The company’s operations are built around the reception, storage and shipment of solid agricultural bulk cargo. Its combined elevation capacity is above 20 million tons, making CLI one of Brazil’s leading independent port operators focused on agribusiness logistics.
Food Security
The scale helps explain the strategic appeal. CLI’s two assets handled more than 17 million tons of grains and sugar last year, equivalent to around 10% of Brazil’s export volume in those products. CLI posted nearly R$1 billion in revenue, R$556 million in EBITDA and a R$12.7 million loss.
For Abu Dhabi Ports, Brazil is one of the world’s core suppliers of food commodities, and port infrastructure is the physical layer behind that trade. Buying CLI gives the UAE group direct exposure to the movement of soybeans, corn and sugar from Brazil to global markets.
The transaction also fits a broader pattern of Gulf capital moving closer to food-security assets. The investment fits a broader Middle Eastern food-security strategy, giving the buyer access to infrastructure that enables the flow of Brazilian food exports.
Scarce Assets
For IG4 and Macquarie, the deal represents the exit from an asset built through restructuring and consolidation. IG4 first entered the Itaqui terminal in 2020 through the restructuring of roughly $200 million in debt. Two years later, it acquired the Santos agricultural terminal from Rumo and brought in Macquarie as a partner to finance the transaction.

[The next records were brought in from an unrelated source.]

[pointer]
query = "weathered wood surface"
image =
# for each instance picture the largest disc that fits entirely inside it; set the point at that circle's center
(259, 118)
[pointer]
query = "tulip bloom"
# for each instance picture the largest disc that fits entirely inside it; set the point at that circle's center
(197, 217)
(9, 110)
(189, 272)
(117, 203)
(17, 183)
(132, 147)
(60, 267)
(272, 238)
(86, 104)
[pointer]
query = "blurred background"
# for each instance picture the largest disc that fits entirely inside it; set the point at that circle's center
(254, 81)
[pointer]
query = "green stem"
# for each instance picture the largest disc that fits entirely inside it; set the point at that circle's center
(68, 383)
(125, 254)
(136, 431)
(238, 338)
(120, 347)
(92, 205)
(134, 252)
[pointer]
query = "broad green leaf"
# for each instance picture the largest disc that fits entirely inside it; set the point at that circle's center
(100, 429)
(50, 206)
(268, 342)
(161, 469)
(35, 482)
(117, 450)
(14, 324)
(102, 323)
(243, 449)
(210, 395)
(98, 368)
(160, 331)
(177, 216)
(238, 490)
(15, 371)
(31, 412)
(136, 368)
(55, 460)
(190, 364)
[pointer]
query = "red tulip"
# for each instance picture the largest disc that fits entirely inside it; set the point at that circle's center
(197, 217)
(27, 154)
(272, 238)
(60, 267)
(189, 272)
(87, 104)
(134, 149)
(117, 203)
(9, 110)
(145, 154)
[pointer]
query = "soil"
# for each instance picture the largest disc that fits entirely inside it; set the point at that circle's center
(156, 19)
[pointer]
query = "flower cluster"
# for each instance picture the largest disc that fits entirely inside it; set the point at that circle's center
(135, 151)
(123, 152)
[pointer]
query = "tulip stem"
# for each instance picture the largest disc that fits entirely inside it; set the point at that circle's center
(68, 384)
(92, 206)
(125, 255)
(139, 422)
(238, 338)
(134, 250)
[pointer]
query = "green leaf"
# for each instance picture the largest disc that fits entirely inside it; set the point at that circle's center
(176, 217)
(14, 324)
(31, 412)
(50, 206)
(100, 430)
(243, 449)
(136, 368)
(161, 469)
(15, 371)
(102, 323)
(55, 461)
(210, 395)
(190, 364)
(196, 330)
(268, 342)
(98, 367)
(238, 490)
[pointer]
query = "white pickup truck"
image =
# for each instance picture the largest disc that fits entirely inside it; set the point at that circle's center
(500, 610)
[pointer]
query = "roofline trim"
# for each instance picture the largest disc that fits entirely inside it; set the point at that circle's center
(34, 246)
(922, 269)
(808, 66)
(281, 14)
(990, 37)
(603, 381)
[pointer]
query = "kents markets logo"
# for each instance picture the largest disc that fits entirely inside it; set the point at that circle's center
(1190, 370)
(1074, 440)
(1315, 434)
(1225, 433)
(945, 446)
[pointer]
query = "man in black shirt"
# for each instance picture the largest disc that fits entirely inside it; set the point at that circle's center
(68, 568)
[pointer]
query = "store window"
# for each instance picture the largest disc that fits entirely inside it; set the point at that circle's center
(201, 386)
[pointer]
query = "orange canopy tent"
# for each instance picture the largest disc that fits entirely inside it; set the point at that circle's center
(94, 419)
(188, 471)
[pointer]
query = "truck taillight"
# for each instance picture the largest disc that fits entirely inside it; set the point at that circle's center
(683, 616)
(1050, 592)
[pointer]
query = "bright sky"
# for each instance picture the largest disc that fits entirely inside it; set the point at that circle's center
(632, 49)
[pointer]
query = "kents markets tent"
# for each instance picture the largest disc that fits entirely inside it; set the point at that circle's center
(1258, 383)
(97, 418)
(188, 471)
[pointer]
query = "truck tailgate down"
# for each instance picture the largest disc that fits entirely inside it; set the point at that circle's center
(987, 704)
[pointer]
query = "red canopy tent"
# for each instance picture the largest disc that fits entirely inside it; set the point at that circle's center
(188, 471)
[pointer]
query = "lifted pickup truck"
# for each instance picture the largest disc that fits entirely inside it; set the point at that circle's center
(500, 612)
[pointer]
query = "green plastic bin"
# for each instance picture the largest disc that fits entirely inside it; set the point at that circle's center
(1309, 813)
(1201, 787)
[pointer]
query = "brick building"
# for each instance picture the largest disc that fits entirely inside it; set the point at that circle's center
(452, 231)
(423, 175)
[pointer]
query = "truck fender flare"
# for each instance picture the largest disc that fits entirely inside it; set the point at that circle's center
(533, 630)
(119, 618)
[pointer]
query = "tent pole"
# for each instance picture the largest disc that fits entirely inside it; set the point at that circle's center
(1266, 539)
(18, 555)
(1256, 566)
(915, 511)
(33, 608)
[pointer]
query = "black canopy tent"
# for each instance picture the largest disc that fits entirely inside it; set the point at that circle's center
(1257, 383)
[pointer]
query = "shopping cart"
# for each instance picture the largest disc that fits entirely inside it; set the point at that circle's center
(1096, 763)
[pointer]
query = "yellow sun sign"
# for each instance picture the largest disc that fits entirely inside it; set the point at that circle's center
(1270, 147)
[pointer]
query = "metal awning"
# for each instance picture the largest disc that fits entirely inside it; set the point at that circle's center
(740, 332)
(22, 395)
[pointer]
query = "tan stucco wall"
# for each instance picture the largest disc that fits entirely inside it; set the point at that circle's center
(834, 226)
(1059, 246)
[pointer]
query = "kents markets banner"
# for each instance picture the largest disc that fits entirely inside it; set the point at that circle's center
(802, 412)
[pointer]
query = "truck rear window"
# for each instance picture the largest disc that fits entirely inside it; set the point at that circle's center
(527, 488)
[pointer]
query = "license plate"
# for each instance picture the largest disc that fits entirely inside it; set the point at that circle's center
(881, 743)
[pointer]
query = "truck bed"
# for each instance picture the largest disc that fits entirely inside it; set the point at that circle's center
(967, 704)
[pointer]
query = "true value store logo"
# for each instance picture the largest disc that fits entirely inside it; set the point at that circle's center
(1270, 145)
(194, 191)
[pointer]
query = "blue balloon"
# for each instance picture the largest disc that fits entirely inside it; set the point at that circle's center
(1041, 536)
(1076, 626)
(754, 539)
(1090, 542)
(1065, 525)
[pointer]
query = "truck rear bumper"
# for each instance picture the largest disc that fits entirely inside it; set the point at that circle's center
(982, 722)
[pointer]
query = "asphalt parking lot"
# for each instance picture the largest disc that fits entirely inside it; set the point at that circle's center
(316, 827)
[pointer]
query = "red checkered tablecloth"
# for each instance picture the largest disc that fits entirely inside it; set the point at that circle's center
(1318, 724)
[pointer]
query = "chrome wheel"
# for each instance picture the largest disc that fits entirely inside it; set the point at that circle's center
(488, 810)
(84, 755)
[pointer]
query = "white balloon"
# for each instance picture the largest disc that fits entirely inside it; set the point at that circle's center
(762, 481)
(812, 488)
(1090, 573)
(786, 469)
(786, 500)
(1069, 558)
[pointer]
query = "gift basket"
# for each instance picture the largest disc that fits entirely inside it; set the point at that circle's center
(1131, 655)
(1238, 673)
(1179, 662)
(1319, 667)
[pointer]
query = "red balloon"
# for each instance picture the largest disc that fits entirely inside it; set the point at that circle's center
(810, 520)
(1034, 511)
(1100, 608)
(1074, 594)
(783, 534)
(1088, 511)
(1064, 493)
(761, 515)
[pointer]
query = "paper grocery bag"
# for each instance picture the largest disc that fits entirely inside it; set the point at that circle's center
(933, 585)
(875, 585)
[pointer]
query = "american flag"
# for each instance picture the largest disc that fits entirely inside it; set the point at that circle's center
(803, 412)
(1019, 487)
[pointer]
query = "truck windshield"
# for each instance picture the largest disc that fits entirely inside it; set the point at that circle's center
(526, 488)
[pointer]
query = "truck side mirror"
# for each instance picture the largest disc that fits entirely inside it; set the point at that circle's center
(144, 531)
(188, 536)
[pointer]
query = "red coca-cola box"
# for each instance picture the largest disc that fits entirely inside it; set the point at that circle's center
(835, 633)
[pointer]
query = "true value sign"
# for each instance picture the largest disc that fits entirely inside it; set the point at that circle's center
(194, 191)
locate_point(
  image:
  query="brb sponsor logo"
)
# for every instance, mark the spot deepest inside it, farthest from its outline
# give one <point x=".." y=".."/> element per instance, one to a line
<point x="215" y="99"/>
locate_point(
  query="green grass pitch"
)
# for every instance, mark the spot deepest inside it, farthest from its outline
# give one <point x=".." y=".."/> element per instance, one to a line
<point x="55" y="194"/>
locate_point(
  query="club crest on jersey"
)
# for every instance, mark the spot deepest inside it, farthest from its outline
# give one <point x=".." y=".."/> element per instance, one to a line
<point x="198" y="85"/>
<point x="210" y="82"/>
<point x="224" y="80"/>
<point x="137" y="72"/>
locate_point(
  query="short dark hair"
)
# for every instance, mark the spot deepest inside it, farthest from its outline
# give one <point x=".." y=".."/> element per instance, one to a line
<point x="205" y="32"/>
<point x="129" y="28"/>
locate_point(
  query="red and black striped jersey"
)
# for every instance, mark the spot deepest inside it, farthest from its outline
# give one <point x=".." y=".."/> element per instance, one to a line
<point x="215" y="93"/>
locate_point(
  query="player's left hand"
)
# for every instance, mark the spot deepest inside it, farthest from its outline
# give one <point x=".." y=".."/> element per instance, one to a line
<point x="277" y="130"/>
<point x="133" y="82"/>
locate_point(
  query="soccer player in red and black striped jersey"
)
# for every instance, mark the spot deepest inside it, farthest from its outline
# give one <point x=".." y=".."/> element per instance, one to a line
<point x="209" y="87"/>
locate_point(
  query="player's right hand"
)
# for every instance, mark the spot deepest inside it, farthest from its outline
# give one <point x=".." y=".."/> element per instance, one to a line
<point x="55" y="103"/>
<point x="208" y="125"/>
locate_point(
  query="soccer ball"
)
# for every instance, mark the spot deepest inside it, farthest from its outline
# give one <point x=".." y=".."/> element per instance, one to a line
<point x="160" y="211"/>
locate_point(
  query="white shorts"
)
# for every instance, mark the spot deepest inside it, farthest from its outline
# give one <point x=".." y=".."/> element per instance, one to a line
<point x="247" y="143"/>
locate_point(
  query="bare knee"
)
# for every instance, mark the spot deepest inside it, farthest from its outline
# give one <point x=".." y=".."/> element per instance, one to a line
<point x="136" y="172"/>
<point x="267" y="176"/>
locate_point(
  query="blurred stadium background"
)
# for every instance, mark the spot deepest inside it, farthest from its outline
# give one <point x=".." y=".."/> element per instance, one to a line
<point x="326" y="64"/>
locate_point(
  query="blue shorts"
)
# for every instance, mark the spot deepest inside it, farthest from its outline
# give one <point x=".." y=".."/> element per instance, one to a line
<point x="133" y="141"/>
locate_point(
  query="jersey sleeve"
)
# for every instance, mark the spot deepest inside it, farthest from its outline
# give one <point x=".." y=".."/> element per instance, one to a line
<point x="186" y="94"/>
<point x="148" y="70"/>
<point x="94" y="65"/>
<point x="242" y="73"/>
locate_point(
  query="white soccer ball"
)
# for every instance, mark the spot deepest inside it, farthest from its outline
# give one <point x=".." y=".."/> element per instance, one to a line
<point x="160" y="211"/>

IG4 Capital is an asset manager expected to soon complete the acquisition of control of Braskem, Latin America’s largest petrochemical company. Until earlier this year, CLI was led by Hélcio Tokeshi, the executive expected to become the petrochemical company’s new CEO after the change in control.
Port of Santos
CLI Sul adds another layer to that scarcity. Located in Santos, it is one of 11 operators of solid agricultural bulk terminals in the organized port. Its role is not only to move cargo, but to give trading companies flexible, high-quality service in Brazil’s most important port complex. As an independent, flag-neutral operator focused solely on port infrastructure and agribusiness logistics, CLI Sul occupies a strategic position in the export chain.
The deal still needs regulatory approval. Brazil’s agribusiness logistics network is becoming a strategic target not only for infrastructure investors, but also for countries and companies looking to secure long-term access to food flows. In that sense, Abu Dhabi Ports is not merely buying terminals. It is buying a place inside one of the world’s most important food-export corridors.